Incoming data tuples/event goes through various processing phases as shown below,

  1. Ingestion
    Data from all your input sources is pushed onto a message bus such as Apache kafka. The application leverages platform capabilities to ingest data from Kafka message bus to rest of its pipeline.
  2. Filter
    All data tuples you receive may not be of interest or may not be in the expected formats. Therefore, to reduce processing overhead you might want to filter out few records as soon as you receive them. This phase can be used to filter out such tuples. The filter condition can be configured from outside.
  3. Transform
    Since you get data from diverse sources, Data you receive is never in the format your analytics expect. This is especially true as you get diverse sources. This is the first step of taking in unstructured data and giving it some structure for analysis later in the pipeline. The transform phase is used to standardize and give some structure to the data you receive from multiple sources. E.g. A county can be named in various ways as USA, United States, US, where your processing units expect US or a number to enable later analysis to work with integers. Such and many other transformations like field mapping, feature calculations etc could be applied in this phase. The transform expressions are configurable.
  4. Enrich
    Incoming data tuples usually do not carry all required information e.g. a transaction record will have card id, customer id, product ids etc but not the detail record like home address, income, user behavior etc. The missing values can be updated from your database so that the record has all the data needed for analytics . Those details are required to do in depth pattern analysis and other operations. The application supports multiple data sources as json file, jdbc stores etc to lookup for enriching.
  5. Rules Execution
    All above stages of processing prepares data to analyze any behavior / pattern which indicate certain event which can be acted on. Omni Channel Fraud Prevention application uses Apache licensed Drools library to do static rules evaluation. You should write rules as per your business and the execution part will be handled by the Rule Execution Operator of application. Traditionally it’s observed most of the rule execution engines doesn’t support parallel processing. Using DataTorrent RTS’s scale out feature we are providing partitioning capabilities on drools operator which will help in doing parallel processing of rules execution hence providing better performance benefits.
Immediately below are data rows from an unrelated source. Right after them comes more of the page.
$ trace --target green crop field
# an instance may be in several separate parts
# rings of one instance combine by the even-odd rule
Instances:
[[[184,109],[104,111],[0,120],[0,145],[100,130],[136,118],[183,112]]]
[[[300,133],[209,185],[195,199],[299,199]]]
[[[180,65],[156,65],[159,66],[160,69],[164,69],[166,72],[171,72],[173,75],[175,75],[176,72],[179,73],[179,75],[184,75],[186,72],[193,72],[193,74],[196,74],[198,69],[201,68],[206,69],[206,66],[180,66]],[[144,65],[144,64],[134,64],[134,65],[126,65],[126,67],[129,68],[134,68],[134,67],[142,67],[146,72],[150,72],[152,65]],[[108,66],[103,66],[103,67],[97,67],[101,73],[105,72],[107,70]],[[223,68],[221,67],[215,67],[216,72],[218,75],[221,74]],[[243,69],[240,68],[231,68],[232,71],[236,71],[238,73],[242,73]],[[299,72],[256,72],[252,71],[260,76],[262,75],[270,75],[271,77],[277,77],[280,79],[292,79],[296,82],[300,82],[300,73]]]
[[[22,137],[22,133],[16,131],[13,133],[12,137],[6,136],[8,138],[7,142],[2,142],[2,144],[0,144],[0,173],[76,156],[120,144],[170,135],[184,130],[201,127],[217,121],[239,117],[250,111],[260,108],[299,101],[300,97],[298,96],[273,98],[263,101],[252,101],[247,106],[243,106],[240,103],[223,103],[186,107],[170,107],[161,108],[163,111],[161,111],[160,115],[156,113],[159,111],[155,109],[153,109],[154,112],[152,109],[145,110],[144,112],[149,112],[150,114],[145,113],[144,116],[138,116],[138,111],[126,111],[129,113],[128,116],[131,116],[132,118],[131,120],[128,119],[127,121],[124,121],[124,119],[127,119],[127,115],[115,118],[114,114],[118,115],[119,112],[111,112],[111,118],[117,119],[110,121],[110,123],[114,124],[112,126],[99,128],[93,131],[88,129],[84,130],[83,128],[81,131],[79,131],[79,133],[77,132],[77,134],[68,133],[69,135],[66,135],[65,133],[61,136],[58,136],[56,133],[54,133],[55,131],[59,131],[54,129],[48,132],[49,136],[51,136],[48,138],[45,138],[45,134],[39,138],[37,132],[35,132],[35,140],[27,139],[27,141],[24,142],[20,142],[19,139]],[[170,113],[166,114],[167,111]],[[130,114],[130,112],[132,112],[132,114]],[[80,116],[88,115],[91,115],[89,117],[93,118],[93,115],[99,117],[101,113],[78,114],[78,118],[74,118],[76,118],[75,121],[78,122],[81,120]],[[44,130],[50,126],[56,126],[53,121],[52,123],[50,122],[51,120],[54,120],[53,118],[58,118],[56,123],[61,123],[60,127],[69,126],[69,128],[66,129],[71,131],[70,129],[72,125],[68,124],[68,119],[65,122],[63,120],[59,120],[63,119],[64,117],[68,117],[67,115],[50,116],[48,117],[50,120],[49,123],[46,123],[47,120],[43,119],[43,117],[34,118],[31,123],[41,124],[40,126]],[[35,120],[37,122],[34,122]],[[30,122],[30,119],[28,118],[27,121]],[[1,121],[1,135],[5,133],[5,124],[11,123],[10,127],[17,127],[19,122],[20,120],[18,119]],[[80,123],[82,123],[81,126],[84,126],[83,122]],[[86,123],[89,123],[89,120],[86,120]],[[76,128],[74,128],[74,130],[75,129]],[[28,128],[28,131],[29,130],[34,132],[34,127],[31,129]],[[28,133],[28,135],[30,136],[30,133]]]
  6. Dimension computation
    Once data is analyzed application does dimension computation on result and stores it in queryable format. Application has many real time dashboards which can be monitored on DataTorrent RTS UI. The UI dashboards queries data from dimension compute store as well as auto metrics published by different dag operators of application. The UI provides unified view of multiple app level widgets which helps to take actions in real time. E.g. dedicated dashboards have been shipped with application for Executives, IT operations and analytics. As per role user gets relevant metrics which can be acted upon in real time. This unified view of data is otherwise hard to obtain in distributed systems.
  7. Outputs
    The processed transactions are written to HDFS to run any historical analysis in future. Also transactions are published on message bus like kafka to take real time actions like activating some workflow to take corrective actions, blocking transactions and so on. We can also integrate with alerting systems to send real time alerts to relevant users, by default we have capability to send email alerts.

The beauty of this application is, its designed with focus of having lowest total cost of ownership (TCO) and faster time to value (TTV). Which means along with providing rich feature set, we focus on productizing big data products. We have heard from our customers in past putting big data products in production is the most difficult task they have to do. Knowing this our goal is to ease life of developers and operations. For more details please check blog. Also this application is meant to run on your commodity hardware that means no need to spend extra $$ to buy new hardware. Platform architecture also makes it easy to scale in fault tolerant way as your data load increases with time, no need to do any modifications to your application code.